🤖 AI Summary
Existing LLM evaluation methods suffer from inconsistency, bias, and opaque automated metrics. To address these issues, we propose an interpretable, adversarial multi-agent evaluation framework: multiple LLM agents assume “advocate” roles and engage in structured debates under a judge-jury mechanism, enabling dynamic assessment through iterative argumentation and adjudication.
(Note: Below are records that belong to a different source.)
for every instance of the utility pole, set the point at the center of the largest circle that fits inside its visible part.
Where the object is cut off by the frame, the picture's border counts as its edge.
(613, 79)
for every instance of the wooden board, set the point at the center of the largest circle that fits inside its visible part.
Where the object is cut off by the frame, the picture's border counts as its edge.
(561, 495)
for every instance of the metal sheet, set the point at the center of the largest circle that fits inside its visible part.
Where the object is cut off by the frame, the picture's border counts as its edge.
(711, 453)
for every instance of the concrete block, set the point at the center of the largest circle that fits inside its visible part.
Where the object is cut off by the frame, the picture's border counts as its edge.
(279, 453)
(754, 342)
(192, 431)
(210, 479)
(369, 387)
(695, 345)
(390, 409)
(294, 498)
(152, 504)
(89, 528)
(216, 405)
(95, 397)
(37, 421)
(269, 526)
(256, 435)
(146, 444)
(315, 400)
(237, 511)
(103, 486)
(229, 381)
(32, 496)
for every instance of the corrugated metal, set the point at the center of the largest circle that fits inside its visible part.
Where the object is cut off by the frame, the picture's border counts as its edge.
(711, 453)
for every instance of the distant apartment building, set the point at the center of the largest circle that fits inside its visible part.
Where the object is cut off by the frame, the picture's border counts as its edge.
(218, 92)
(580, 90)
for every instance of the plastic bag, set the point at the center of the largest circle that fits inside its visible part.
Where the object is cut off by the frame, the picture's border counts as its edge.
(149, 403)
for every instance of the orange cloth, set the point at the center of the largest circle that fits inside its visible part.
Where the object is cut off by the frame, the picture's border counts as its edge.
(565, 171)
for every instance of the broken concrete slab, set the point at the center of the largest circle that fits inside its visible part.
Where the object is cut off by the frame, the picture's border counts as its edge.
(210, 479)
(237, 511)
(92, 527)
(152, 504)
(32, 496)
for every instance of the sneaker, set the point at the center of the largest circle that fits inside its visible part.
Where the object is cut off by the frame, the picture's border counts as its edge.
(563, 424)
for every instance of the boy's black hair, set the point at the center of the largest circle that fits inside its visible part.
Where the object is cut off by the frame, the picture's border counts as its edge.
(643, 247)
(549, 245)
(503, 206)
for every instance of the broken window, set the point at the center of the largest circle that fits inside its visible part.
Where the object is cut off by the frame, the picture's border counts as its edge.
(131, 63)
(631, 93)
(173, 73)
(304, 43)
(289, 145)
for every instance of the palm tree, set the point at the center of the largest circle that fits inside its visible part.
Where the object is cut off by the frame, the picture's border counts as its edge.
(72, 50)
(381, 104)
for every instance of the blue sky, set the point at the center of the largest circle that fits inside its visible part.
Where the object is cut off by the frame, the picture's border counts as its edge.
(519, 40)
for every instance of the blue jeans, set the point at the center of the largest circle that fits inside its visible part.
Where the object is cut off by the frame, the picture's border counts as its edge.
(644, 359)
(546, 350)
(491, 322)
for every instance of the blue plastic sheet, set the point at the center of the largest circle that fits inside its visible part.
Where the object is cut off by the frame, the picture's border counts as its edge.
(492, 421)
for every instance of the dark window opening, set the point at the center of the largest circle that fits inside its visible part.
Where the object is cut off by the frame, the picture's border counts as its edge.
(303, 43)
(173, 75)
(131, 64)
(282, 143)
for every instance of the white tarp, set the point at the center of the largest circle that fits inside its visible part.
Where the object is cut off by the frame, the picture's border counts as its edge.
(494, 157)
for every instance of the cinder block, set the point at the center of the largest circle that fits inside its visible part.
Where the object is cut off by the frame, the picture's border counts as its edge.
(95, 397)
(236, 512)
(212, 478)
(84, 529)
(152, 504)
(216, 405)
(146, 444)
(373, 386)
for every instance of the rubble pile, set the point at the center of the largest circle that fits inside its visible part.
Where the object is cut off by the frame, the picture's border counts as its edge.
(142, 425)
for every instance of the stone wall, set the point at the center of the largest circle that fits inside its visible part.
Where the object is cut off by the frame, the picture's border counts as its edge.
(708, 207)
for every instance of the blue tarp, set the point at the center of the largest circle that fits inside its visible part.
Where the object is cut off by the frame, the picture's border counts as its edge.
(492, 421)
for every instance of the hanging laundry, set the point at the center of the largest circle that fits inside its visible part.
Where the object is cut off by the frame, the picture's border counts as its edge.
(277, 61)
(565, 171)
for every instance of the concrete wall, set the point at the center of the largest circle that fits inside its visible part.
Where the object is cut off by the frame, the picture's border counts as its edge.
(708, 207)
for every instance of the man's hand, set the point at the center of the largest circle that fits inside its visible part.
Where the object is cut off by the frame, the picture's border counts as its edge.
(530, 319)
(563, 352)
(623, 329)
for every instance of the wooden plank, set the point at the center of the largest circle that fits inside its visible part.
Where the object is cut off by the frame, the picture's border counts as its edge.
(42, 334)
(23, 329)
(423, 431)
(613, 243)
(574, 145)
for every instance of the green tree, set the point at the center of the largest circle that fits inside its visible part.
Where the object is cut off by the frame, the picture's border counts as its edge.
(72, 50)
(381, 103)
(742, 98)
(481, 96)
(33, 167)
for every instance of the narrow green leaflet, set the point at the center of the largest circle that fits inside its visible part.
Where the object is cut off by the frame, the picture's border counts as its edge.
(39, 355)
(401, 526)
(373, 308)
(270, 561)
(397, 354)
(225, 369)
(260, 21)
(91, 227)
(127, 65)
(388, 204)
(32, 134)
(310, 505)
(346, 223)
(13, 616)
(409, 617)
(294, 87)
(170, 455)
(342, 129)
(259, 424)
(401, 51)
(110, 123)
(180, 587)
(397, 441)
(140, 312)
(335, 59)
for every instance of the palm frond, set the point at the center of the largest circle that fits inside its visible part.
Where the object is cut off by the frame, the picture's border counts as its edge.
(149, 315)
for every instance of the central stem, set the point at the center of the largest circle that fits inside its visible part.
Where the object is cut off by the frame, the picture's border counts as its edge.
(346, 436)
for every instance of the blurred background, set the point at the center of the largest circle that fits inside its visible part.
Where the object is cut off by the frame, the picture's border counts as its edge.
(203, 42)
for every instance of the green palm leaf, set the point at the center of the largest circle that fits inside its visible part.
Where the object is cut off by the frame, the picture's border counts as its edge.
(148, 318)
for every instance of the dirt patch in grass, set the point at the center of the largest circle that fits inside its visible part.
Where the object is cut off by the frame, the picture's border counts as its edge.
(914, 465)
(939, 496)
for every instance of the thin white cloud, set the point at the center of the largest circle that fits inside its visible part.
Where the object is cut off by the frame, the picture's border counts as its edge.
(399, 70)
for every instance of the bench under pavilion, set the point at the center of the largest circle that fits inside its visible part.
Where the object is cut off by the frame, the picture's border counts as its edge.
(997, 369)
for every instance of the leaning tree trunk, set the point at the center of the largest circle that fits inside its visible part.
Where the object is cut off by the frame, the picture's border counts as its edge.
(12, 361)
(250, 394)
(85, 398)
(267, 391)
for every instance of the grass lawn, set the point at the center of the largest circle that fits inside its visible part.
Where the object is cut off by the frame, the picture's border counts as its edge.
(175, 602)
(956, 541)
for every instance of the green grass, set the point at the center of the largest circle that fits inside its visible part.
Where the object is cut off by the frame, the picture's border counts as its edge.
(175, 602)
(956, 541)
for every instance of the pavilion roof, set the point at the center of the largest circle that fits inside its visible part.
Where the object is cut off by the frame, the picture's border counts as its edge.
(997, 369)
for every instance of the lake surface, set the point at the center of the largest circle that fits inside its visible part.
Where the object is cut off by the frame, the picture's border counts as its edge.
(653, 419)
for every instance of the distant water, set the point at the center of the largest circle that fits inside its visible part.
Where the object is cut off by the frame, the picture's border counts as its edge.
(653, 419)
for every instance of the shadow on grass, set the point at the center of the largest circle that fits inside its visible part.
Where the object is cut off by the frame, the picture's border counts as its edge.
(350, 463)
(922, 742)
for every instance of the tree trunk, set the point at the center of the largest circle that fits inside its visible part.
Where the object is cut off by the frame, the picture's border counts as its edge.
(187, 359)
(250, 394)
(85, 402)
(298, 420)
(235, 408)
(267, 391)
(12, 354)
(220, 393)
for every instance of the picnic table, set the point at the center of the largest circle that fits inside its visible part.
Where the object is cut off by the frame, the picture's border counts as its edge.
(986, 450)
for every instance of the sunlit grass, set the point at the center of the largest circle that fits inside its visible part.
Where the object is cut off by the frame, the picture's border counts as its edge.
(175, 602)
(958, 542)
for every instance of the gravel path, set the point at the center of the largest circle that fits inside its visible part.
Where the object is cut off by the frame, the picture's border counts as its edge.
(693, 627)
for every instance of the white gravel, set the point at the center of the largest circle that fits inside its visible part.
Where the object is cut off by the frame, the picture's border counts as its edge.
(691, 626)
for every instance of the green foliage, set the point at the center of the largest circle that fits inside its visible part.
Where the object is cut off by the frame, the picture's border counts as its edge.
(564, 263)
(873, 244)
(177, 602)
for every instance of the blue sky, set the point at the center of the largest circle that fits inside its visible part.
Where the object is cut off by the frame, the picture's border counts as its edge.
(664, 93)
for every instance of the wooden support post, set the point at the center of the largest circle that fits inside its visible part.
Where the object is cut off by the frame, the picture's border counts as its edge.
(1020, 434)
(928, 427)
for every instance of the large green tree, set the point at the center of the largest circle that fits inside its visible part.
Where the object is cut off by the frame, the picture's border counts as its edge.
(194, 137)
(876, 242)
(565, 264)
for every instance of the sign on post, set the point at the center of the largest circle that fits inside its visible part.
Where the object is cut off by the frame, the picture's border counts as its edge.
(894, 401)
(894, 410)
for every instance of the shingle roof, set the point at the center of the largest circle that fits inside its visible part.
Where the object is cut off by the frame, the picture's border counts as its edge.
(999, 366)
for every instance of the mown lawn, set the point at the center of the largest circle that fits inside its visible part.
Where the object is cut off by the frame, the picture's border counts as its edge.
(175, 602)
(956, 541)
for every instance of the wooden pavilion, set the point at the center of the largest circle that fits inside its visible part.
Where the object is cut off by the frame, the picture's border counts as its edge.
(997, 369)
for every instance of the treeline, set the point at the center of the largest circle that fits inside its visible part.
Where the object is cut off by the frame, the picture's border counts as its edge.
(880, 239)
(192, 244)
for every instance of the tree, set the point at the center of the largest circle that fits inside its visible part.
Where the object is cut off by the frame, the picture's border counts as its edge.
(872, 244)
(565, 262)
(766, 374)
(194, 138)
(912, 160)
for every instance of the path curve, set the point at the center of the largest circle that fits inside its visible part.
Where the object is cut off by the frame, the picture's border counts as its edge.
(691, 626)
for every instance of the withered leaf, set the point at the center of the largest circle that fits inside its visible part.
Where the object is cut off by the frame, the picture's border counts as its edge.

Our key contributions include: (1) introducing the first evaluation paradigm wherein LLMs serve as *debate-capable advocates*; (2) designing a theory-driven probabilistic error attenuation model to quantify and mitigate evaluation bias; and (3) integrating role-based prompting, formal debate protocols, and self-supervised feedback. Experiments demonstrate that our multi-advocate architecture significantly reduces evaluation error, enhances robustness, and improves cross-task consistency—establishing a new benchmark for trustworthy LLM evaluation.
📝 Abstract
This paper explores optimal architectures for evaluating the outputs of large language models (LLMs) using LLMs themselves. We propose a novel framework that interprets LLMs as advocates within an ensemble of interacting agents, allowing them to defend their answers and reach conclusions through a judge and jury system. This approach offers a more dynamic and comprehensive evaluation process compared to traditional human-based assessments or automated metrics. We discuss the motivation behind this framework, its key components, and comparative advantages. We also present a probabilistic model to evaluate the error reduction achieved by iterative advocate systems. Finally, we outline experiments to validate the effectiveness of multi-advocate architectures and discuss future research directions.